Research towards a vaccine to cure type 1 diabetes has received an important boost in funding.
Selecta Biosciences Inc. has secured $20 million (US) to fund their research collaboration which has support from type 1 diabetes charity, the JDRF, and Sanofi SA.
The funding means that Selecta have now raised more than $78 million for the research project which aims to reprogram the body’s immune system. The project aims to produce a true biological cure and has therefore a highly ambitious mission. On the positive side, the project also boasts a huge amount of expertise from the companies and organisations involved.
Selecta has been developing antigen-specific immunotherapies based around tolerogenic nanoparticles called Synthetic Vaccine Particles (SVP).
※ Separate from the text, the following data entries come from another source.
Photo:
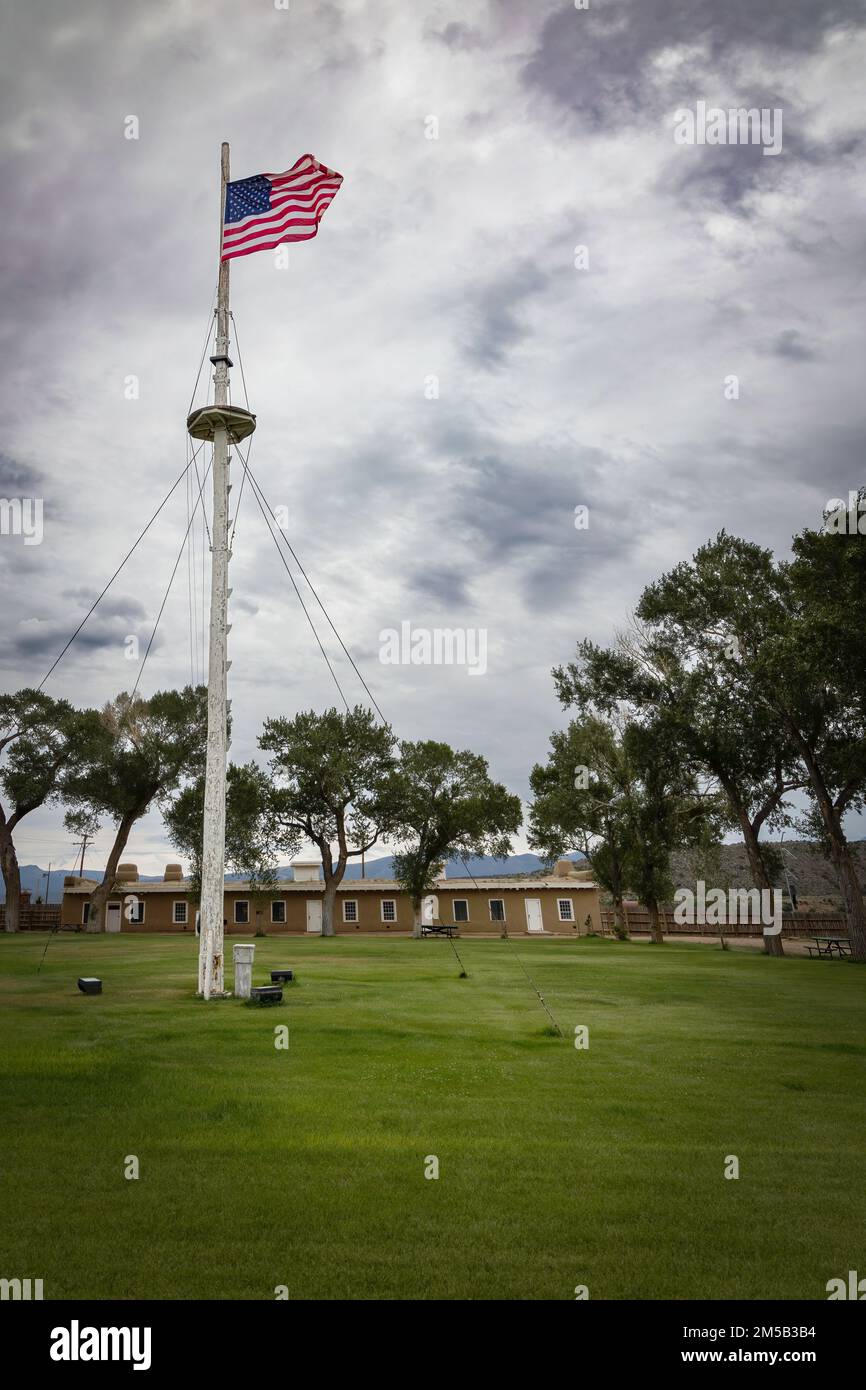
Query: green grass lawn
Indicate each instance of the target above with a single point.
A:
(556, 1166)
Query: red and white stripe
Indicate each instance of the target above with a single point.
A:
(299, 199)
Supporting the research is Genzymen, a biotech company based in Cambridge and part of the large pharmaceutical company Sanofi SA.
The funding will allow the research collaboration to initiate trials in mice to test the ability of the tolerogenic nanoparticles in reprogramming the immune system to not attack insulin producing beta cells in the pancreas. If the immune system can be successfully modified in this way, it would represent a biological cure for type 1 diabetes.
It should be noted that the research is at a very early stage. To date, no attempts to produce a vaccine against type 1 diabetes have been successful in humans but each step of research represents a new understanding of the condition and researchers remain hopeful that one day research will crack the code and deliver the cure that so many people with type 1 diabetes have been waiting for.